Whether or not the "Saturday Night Massacre" is actually an apt analogy to invoke in the aftermath of President Trump's termination of FBI Director James Comey, time will tell. (John Dean definitely does not consider it an appropriate analogy and said so quite clearly when interviewed yesterday.) And indeed my and many others' immediate recollection of 1973 may have more to do with today's overheated political climate than with the actual facts in the case.

The only point of similarity is that Comey and the FBI are apparently investigating the Trump campaign in connection with Russian interference in the 2016 election. The irony in all this is, of course, that Comey kept quiet about his investigation during the actual campaign, even as his irresponsible comments about Hillary Clinton may have tilted the election in Trump's favor. In an election that was decided by a small margin of votes in each of three states, any number of factors may have contributed to the unexpected outcome. But it is hard not to put at least part of the responsibility for that outcome on Comey's outrageous behavior. To add to the irony, it is precisely Comey's problematic behavior and comments in his first intervention last July that the Administration has now cited as the grounds for his dismissal!

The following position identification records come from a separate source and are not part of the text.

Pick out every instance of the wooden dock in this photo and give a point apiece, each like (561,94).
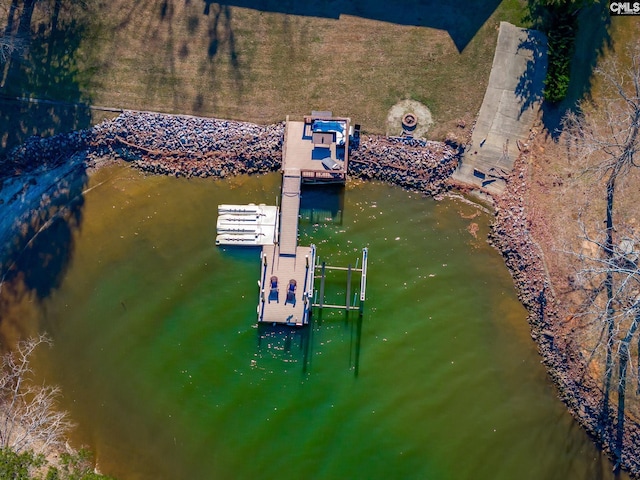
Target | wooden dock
(315,151)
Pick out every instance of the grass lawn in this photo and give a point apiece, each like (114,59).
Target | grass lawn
(205,59)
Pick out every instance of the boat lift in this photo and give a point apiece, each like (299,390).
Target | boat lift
(319,302)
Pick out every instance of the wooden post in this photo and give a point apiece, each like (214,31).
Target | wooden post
(324,264)
(348,296)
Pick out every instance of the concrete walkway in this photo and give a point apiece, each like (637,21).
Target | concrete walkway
(509,109)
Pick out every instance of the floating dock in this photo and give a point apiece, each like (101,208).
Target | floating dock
(315,150)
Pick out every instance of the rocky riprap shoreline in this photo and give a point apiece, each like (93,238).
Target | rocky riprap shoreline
(510,234)
(185,146)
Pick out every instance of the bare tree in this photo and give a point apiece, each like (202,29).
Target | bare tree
(605,139)
(29,417)
(10,46)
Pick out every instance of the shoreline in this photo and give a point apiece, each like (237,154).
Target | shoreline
(511,236)
(184,146)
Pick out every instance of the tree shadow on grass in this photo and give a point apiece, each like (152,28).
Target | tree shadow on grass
(45,69)
(530,88)
(461,19)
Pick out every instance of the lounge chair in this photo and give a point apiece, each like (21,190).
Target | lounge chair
(274,291)
(291,292)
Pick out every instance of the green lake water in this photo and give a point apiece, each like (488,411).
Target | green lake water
(167,375)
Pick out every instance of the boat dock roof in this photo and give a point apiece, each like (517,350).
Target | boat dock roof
(318,147)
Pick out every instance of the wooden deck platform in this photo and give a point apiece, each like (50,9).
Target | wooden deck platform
(289,211)
(278,306)
(315,150)
(317,155)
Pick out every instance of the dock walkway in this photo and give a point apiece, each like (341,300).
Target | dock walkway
(314,151)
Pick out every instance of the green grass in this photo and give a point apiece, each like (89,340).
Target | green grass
(259,66)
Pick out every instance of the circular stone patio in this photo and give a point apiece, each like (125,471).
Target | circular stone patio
(394,118)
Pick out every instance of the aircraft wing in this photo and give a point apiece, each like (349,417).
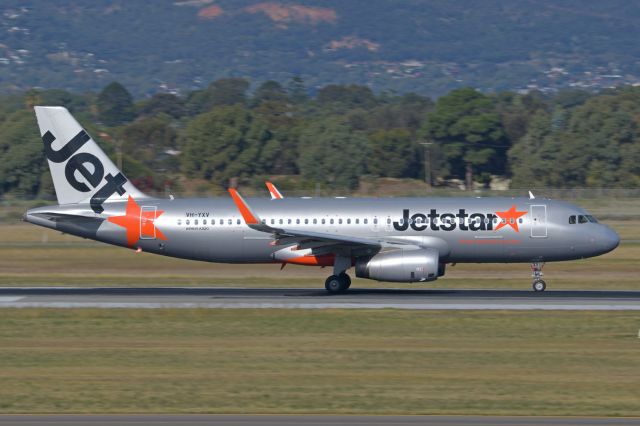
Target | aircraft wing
(283,236)
(64,217)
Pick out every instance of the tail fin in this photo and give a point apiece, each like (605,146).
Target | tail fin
(81,171)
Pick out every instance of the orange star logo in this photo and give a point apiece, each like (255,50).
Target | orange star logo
(138,223)
(510,217)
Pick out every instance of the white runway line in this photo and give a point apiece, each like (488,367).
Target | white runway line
(404,306)
(10,299)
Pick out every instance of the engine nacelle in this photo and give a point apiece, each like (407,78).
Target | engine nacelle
(401,266)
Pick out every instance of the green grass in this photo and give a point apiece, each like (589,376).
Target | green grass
(333,361)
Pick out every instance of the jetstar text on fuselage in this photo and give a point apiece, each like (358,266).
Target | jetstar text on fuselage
(445,221)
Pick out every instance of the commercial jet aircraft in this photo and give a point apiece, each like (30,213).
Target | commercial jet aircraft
(384,239)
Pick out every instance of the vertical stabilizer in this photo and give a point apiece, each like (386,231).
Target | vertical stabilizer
(81,171)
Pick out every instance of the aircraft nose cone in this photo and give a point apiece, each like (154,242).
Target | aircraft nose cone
(609,239)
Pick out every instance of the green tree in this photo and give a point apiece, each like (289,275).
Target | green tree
(115,105)
(23,163)
(269,91)
(152,141)
(162,103)
(393,153)
(224,143)
(468,130)
(333,154)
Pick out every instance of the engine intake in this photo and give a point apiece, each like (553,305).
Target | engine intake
(401,266)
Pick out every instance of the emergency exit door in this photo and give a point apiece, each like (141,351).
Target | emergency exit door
(538,221)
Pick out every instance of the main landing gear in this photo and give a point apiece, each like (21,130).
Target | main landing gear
(538,282)
(337,283)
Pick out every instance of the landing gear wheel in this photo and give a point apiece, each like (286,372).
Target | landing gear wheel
(346,279)
(539,285)
(334,284)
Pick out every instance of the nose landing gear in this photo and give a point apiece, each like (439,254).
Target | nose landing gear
(538,282)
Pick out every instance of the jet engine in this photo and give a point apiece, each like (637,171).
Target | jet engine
(401,266)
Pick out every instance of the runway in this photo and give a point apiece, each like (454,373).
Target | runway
(281,298)
(276,420)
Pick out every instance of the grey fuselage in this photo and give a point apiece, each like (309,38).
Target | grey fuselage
(461,229)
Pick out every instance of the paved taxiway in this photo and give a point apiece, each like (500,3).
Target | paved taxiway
(220,297)
(262,420)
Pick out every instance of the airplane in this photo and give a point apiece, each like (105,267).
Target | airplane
(408,240)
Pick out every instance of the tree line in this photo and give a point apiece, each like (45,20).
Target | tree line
(230,134)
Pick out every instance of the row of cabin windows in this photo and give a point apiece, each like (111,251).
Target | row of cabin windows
(365,221)
(582,218)
(315,221)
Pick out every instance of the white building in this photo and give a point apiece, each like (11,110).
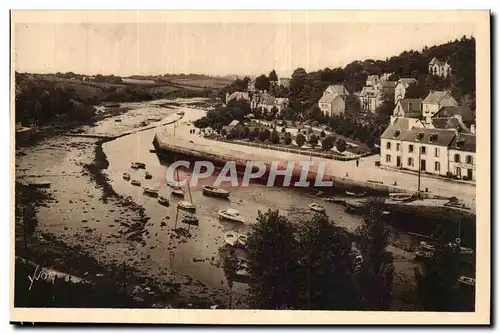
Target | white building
(333,101)
(436,100)
(401,86)
(439,68)
(462,156)
(408,144)
(409,108)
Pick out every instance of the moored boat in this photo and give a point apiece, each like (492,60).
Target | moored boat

On the one hand, clearly Comey should have been fired - both for what he said on July 5 and then for what he did on October 28. Besides possibly throwing the election to Trump, he inevitably undermined whatever confidence the public would otherwise have in the FBI. In that sense, one could say that President Trump did the right thing yesterday. But then why wait until May to do what any president should have done months ago? Crazy conspiracy theorists are going to have a field day with this, but (as is so often the case) one doesn't have to be a crazy conspiracy theorist to be troubled by both the act and the timing and to wonder whether the stated explanation and motives really tell the full and true story.

One big difference between 1973 and now is, of course, the character of the Republican party. It remains to be seen whether the Republican-run Congress will face up to its responsibility to ensure that Comey's replacement is committed to continuing the investigation - or, better still, appoint an Independent Investigatorto do so.